Par décision du 8 avril 2009, l'ODM a rejeté la demande d'autorisation
d'entrée déposée par A._______, au motif que sa sortie de Suisse au
terme de son séjour n'apparaissait pas suffisamment assurée compte
tenu de la situation socio-économique difficile prévalant au Maroc et
de sa situation personnelle, retenant en particulier que le
requérant - qui était jeune, célibataire et travaillait comme commerçant
indépendant - n'avait pas démontré posséder des attaches familiales
et professionnelles si étroites dans son pays d'origine qu'elles seraient
susceptibles de le dissuader de rester en Suisse à l'échéance de son
visa. L'office a relevé, au demeurant, que le fait que l'intéressé puisse
s'absenter du pays durant une longue période (trois mois) contribuait à
jeter de sérieux doutes sur ses réelles intentions.
E.
Par acte du 8 mai 2009, X._______ a recouru contre la décision
précitée auprès du Tribunal administratif fédéral (TAF), en concluant,
du moins implicitement, à l'annulation de celle-ci et à l'octroi du visa
sollicité.
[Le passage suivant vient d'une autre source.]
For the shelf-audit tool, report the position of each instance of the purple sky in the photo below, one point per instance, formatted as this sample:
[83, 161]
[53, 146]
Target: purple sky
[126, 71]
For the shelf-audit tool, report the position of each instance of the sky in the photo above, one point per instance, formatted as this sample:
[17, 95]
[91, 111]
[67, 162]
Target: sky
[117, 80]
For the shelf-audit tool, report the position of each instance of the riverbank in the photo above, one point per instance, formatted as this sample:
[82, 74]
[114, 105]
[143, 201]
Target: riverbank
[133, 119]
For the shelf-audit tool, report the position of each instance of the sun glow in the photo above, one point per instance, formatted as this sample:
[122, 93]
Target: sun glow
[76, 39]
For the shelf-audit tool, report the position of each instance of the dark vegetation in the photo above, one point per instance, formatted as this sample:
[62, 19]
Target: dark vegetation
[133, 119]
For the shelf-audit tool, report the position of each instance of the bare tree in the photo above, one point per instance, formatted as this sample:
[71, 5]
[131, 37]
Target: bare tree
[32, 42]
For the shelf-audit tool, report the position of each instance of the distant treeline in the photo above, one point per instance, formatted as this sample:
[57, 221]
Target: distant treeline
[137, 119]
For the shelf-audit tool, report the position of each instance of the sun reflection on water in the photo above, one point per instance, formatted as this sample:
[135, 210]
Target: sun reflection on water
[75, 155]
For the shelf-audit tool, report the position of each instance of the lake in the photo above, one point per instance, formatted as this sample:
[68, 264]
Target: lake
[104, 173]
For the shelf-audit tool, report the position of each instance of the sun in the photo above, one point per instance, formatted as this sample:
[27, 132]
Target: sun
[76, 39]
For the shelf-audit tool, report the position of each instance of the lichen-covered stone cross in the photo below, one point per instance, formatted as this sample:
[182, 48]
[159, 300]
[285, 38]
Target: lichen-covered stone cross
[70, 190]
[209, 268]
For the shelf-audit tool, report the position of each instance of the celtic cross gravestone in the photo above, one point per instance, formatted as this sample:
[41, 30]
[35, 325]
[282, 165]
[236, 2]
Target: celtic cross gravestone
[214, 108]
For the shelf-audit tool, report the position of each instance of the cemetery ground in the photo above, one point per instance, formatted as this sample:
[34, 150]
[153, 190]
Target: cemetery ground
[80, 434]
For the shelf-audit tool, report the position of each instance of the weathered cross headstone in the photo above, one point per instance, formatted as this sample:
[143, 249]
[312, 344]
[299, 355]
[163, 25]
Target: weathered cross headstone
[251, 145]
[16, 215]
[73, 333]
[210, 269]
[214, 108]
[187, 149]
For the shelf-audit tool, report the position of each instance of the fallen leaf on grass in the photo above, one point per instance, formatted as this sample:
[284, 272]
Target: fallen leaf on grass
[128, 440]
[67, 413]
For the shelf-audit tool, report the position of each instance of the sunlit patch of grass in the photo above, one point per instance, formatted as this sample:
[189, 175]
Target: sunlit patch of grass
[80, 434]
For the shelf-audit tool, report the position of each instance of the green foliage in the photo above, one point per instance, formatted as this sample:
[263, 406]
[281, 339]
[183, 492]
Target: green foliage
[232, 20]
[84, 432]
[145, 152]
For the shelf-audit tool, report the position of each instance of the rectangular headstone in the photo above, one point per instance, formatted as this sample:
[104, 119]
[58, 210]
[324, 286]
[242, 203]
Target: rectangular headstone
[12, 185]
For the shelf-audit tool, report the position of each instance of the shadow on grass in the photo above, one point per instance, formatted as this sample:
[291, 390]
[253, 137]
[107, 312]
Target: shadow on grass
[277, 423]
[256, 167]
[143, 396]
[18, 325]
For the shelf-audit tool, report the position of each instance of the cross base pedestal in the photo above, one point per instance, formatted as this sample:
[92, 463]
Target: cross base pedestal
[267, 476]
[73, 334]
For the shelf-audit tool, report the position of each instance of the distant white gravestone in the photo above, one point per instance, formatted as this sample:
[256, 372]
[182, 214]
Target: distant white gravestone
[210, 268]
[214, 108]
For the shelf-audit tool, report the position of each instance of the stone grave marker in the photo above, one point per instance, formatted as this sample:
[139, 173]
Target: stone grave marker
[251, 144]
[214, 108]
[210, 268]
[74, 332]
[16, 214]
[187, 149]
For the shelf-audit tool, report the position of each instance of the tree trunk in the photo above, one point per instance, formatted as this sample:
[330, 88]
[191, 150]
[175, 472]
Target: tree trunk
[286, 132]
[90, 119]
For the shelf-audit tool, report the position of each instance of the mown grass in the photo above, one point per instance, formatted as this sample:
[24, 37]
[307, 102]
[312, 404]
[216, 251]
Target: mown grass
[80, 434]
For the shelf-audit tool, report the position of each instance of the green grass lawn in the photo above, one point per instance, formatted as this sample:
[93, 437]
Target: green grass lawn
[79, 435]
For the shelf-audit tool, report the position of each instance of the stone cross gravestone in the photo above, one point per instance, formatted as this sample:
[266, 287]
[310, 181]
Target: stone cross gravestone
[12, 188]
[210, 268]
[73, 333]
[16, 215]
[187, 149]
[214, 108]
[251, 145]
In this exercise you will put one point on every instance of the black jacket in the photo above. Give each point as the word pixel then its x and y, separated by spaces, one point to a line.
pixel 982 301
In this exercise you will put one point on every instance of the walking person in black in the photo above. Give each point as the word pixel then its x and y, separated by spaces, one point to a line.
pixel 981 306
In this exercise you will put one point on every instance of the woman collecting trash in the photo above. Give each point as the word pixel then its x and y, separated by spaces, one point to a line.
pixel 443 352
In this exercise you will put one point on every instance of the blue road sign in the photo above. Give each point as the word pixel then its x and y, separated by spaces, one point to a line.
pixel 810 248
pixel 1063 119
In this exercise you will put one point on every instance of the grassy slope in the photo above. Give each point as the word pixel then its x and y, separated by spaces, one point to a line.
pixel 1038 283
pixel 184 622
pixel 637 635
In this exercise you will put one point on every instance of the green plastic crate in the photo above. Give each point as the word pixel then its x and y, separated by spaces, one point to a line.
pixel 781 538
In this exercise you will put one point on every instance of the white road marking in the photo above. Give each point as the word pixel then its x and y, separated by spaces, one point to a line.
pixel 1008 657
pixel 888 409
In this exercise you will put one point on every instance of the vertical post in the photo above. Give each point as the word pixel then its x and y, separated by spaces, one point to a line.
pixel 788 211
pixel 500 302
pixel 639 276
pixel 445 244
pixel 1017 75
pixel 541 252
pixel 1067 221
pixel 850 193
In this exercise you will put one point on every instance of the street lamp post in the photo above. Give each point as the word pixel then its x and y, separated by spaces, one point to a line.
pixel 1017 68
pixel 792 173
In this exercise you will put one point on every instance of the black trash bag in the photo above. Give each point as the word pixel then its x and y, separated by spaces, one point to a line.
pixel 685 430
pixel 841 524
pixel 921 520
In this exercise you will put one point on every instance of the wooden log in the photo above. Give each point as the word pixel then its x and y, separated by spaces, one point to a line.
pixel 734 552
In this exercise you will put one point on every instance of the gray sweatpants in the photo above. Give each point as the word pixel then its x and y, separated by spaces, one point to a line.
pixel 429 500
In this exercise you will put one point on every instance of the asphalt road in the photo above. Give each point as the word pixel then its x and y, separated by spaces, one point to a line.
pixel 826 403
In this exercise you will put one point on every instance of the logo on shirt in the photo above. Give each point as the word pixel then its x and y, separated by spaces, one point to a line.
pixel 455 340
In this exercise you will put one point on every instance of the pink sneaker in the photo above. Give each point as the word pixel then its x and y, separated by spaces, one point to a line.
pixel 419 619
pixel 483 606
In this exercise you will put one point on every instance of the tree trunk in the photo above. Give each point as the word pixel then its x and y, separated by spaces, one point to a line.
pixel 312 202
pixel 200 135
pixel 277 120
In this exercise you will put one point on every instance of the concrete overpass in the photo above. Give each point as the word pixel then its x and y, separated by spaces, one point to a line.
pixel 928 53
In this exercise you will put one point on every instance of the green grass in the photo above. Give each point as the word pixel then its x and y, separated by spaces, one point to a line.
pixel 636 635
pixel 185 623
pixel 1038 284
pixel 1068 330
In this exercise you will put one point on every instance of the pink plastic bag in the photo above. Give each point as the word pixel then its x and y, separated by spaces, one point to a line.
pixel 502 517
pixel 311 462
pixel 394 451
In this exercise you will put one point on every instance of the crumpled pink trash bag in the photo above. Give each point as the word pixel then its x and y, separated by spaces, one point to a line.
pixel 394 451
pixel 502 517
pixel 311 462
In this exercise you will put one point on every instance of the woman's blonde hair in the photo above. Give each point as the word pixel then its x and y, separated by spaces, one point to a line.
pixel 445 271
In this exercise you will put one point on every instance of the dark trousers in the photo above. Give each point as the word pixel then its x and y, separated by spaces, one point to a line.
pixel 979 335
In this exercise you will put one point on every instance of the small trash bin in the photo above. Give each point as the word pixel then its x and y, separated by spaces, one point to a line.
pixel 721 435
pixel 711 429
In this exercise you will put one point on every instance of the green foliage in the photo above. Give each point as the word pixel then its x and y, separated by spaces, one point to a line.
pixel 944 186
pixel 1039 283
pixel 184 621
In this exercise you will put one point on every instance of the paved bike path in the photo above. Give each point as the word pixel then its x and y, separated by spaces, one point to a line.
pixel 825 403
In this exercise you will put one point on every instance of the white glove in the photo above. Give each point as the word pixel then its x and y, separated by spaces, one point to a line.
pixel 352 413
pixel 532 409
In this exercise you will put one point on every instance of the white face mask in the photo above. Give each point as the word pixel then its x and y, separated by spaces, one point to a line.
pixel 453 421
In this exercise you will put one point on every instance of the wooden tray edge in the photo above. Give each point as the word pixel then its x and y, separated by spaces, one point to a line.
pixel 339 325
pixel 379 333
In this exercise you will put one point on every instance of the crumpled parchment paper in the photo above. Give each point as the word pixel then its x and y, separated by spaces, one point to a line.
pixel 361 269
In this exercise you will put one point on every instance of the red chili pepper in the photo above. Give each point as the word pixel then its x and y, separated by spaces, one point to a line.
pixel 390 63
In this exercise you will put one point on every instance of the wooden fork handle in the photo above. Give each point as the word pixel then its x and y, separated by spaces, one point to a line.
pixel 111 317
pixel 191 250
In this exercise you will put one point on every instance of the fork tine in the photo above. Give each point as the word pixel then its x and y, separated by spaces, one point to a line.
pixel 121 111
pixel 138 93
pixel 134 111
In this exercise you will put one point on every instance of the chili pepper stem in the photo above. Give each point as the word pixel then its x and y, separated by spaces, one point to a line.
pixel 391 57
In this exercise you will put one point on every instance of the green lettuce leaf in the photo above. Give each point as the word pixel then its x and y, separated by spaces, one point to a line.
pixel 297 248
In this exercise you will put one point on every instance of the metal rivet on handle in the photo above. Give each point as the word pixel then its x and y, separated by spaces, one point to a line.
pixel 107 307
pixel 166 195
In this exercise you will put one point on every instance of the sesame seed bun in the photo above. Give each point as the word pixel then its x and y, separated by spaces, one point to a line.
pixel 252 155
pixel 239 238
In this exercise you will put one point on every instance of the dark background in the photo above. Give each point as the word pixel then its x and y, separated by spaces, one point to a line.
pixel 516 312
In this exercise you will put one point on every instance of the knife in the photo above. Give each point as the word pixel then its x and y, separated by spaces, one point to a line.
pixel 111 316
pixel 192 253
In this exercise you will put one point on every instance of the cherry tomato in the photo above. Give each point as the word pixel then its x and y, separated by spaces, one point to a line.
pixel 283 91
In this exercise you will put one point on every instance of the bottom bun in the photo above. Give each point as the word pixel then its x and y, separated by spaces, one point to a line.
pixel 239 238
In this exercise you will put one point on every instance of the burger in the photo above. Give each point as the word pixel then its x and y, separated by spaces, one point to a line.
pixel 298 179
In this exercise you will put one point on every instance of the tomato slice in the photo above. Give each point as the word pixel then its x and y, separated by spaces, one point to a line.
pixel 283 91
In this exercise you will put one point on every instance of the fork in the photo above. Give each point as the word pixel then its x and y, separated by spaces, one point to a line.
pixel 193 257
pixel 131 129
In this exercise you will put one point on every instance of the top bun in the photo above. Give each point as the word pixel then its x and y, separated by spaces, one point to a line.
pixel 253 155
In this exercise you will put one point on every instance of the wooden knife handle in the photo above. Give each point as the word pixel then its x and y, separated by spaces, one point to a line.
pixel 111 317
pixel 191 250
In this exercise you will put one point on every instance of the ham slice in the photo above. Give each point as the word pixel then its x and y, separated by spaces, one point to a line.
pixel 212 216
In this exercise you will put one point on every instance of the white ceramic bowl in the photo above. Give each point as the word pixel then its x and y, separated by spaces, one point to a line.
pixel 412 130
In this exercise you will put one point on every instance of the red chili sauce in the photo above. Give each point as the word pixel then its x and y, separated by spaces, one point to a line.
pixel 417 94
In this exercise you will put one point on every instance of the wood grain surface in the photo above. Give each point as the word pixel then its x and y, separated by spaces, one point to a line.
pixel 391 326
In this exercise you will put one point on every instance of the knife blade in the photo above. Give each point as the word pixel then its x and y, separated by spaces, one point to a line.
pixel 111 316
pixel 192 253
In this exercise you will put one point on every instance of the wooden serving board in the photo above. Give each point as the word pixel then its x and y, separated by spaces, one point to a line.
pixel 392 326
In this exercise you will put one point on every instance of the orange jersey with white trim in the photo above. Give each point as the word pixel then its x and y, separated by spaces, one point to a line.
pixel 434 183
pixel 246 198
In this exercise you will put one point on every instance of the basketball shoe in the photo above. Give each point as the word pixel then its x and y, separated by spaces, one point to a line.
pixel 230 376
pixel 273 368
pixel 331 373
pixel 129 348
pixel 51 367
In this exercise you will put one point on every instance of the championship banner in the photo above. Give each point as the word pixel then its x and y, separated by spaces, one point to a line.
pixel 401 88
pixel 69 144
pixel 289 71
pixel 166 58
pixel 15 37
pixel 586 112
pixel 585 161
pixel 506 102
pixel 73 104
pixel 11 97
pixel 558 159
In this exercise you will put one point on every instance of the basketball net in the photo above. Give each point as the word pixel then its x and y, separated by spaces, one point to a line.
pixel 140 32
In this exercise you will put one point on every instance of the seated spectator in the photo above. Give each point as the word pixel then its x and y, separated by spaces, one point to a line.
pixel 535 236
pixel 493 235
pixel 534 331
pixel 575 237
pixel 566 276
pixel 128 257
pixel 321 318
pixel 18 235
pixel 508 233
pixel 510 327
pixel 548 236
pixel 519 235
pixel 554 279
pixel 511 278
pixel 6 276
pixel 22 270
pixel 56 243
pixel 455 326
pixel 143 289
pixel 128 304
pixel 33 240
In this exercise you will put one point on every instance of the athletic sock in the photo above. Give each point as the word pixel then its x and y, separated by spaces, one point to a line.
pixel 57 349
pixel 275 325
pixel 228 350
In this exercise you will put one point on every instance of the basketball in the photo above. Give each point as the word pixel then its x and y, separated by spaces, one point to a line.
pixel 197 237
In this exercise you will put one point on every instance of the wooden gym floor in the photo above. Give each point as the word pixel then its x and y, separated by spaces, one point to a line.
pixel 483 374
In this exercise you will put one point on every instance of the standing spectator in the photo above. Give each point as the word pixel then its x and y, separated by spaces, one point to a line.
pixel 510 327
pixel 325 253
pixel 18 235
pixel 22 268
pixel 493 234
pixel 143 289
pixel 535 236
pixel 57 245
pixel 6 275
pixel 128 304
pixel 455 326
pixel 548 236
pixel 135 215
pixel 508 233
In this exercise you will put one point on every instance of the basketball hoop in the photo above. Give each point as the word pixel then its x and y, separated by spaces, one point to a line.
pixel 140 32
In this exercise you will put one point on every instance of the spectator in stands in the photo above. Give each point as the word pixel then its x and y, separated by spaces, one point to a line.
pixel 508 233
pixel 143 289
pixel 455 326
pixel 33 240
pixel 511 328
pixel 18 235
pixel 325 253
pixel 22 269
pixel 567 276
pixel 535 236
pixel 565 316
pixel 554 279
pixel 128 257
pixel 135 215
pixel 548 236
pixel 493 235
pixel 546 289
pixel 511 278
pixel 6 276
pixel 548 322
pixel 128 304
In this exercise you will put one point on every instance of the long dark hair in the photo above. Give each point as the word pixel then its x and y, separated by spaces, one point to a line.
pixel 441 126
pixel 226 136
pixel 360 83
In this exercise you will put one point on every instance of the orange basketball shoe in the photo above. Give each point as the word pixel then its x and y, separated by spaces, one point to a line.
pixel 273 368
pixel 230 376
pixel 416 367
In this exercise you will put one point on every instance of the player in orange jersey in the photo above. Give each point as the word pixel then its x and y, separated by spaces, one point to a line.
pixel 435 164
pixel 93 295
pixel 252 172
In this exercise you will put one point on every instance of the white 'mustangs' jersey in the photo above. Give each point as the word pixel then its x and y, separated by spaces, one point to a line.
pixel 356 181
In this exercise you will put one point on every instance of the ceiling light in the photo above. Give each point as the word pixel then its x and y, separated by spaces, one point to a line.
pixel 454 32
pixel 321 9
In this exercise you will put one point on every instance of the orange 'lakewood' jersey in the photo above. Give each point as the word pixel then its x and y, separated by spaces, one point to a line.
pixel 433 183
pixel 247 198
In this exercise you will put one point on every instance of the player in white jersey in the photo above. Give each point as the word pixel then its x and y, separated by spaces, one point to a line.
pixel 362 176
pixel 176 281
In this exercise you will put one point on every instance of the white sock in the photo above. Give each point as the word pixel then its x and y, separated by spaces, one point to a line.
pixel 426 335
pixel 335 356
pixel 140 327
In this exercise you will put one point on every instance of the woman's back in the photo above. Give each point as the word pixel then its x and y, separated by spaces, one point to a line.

Se fondant sur un courrier qu'elle avait adressé le 23 avril
précédent à l'autorité inférieure, elle a invoqué que son frère n'avait
jamais manifesté la volonté de séjourner en Suisse durant plus d'un
mois, contrairement à ce qui était indiqué dans la décision querellée,
et que ce malentendu devait être attribué au fait que le formulaire de
demande de visa était vraisemblablement conçu pour un séjour de
trois mois, quelle que fût la durée effective du séjour envisagé. Elle a
également fait valoir que A._______, en sa qualité de gérant d'un
« café-pâtisserie » appartenant à ses parents, devait impérativement
rentrer au Maroc après son séjour d'un mois en Suisse pour faire
tourner l'entreprise. Elle a affirmé « sur l'honneur » que son frère
n'avait nullement l'intention de s'installer durablement sur le territoire
helvétique, le but de son séjour étant simplement d'y passer un mois
de vacances en vue d'apprendre à connaître le pays dans lequel elle
résidait depuis de nombreuses années. Elle s'est par ailleurs prévalue
d'une inégalité de traitement par rapport à ses parents, qui avaient été
autorisés à lui rendre visite au début des années 2000.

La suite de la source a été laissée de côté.